Apparently, the students were told to gather on the steps of the Lincoln Memorial at 4:30 to prepare to board their buses.

“When we arrived, we noticed four African American protesters who were also on the steps of the Lincoln Memorial. I am not sure what they were protesting, and I did not interact with them. I did hear them direct derogatory insults at our school group. The protesters said hateful things. They called us ‘racists,’ ‘bigots,’ ‘white crackers,’ ‘faggots,’ and ‘incest kids.’ They also taunted an African American student from my school by telling him that we would ‘harvest his organs.’ I have no idea what that insult means, but it was startling to hear," Sandmann wrote.

“Because we were being loudly attacked and taunted in public, a student in our group asked one of our teacher chaperones for permission to begin our school spirit chants to counter the hateful things that were being shouted at our group. The chants are commonly used at sporting events. They are all positive in nature and sound like what you would hear at any high school. Our chaperone gave us permission to use our school chants. We would not have done that without obtaining permission from the adults in charge of our group.”

At no time did Sandmann recall any student chanting anything other than the school song.

The tactic didn’t work, however, and Philips approached, coming to stand just inches in front of Sandman while banging his drum.

“To be honest, I was startled and confused as to why he had approached me.

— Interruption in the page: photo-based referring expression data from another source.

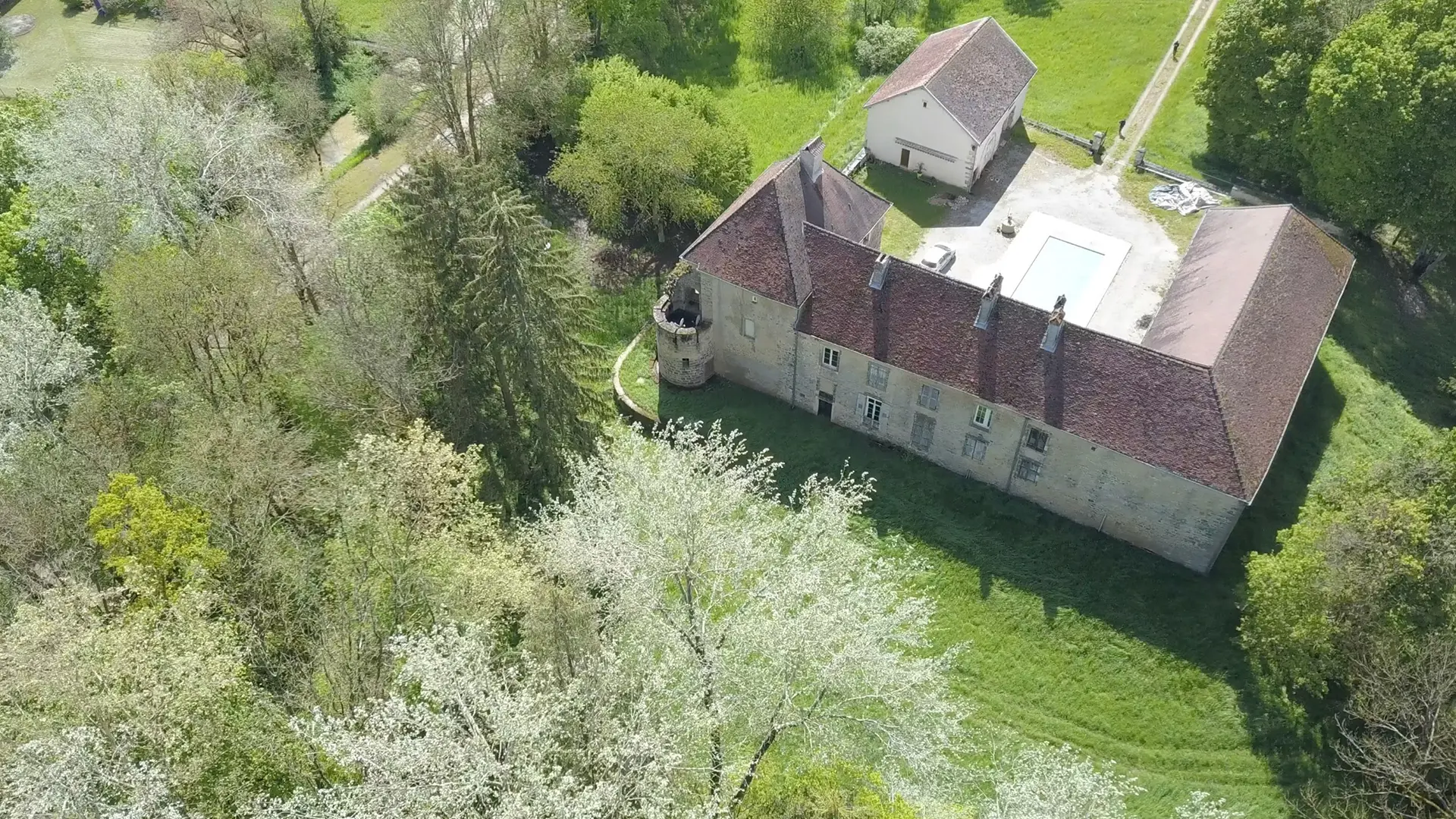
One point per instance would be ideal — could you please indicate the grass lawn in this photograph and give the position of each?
(845, 131)
(1094, 57)
(781, 115)
(366, 17)
(912, 213)
(1180, 134)
(60, 39)
(1084, 640)
(1136, 186)
(347, 190)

We had worried that a situation was getting out of control where adults were attempting to provoke teenagers. I believed that by remaining motionless and calm, I was helping to diffuse the situation. I realized everyone had cameras and that perhaps a group of adults was trying to provoke a group of teenagers into a larger conflict. I said a silent prayer that the situation would not get out of hand.”

It didn’t – at least not on the steps of the Lincoln Memorial. Philips eventually turned around and left, but the firestorm was just beginning.

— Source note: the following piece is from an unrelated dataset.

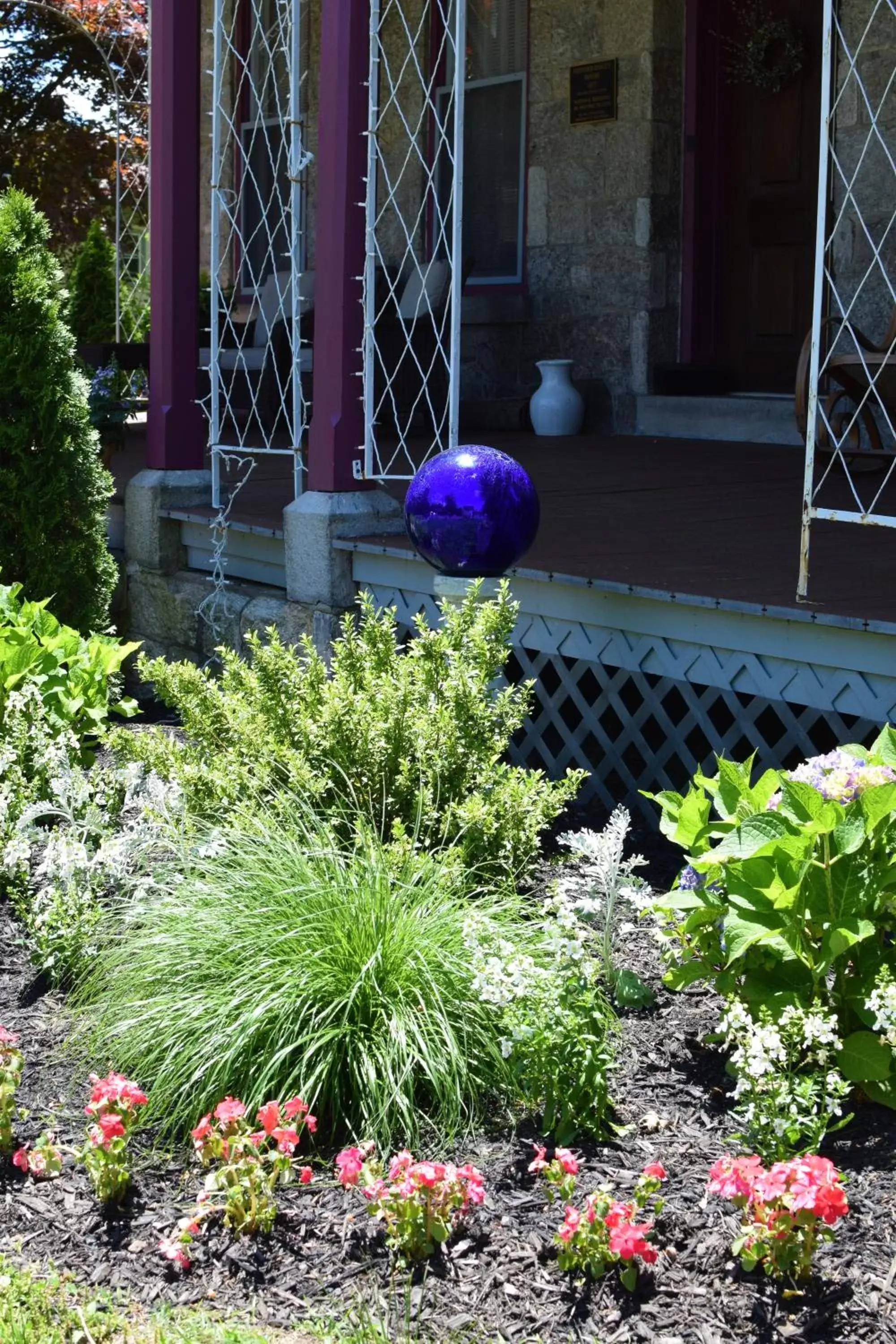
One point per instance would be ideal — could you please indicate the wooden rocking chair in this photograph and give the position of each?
(845, 382)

A carefully edited video, which showed little more than Sandman locked in a kind of stare-down with Philips, made it onto social media and went viral, eventually being picked up by news organizations, prompting widespread condemnation of the boys. This led to a backlash that included threats of violence and even death.

“l have received physical and death threats via social media, as well as hateful insults. One person threatened to harm me at school, and one person claims to live in my neighborhood. My parents are receiving death and professional threats because of the social media mob that has formed over this . . .

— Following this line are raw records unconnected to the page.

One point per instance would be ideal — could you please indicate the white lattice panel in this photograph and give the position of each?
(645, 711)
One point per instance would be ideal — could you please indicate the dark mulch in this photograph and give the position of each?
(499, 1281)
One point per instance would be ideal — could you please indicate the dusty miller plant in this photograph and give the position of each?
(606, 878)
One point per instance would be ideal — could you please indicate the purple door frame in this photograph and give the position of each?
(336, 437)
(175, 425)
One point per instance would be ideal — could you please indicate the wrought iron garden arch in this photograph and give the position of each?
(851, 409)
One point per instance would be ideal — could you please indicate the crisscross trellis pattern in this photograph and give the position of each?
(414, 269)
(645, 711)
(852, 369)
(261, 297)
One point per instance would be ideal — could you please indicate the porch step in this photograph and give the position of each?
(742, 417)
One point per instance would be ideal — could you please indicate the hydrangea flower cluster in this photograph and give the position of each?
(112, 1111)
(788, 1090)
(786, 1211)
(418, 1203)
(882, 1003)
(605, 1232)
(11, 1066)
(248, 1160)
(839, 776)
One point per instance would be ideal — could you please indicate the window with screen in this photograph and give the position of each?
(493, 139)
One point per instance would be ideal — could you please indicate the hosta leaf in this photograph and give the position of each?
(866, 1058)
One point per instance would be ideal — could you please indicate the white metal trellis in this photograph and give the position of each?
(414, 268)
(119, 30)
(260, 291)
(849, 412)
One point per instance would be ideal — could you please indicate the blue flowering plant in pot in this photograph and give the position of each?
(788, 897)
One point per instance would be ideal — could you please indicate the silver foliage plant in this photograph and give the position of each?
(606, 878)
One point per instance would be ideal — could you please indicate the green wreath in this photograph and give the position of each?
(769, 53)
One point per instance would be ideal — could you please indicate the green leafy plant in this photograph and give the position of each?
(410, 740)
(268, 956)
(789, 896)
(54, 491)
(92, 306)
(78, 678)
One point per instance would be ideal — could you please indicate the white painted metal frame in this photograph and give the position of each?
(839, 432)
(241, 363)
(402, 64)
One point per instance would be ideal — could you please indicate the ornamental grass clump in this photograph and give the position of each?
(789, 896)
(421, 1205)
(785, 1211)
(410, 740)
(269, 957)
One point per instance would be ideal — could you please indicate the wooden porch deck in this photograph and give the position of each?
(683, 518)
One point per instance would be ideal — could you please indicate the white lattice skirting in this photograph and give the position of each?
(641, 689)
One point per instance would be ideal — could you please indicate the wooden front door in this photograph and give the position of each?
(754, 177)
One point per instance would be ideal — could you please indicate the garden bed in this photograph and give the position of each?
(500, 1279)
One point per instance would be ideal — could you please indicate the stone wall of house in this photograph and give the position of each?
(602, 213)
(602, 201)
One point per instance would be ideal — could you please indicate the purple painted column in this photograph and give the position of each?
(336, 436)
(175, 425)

“I am being called every name in the book, including a racist, and I will not stand for this mob-like character assassination of my family’s name. My parents were not on the trip, and I strive to represent my family in a respectful way in all public settings.”

Sandman considers himself to be a faithful Christian and practicing Catholic.

“l always try to live up to the ideals my faith teaches me - to remain respectful of others, and to take no action that would lead to conflict or violence. I harbor no ill will for this person. I respect this person’s right to protest and engage in free speech activities, and I support his chanting on the steps of the Lincoln Memorial any day of the week. I believe he should re-think his tactics of invading the personal space of others, but that is his choice to make.”

Thankfully, many media outlets are now retracting their condemnations, albeit reluctantly by some, but the damage has been done. This young man and his family have been permanently affected by this appalling incident. In addition to those who are responsible for publishing the first misleading video, the rush to judgement on the part of the press is equally unacceptable.

We need to keep everyone involved in this unfortunate incident in our prayers – the students, family and school whose reputations have been maligned, those who instigated the incident, and those who rushed to judgement before the full story was told.

A civilized nation can and must do better than this!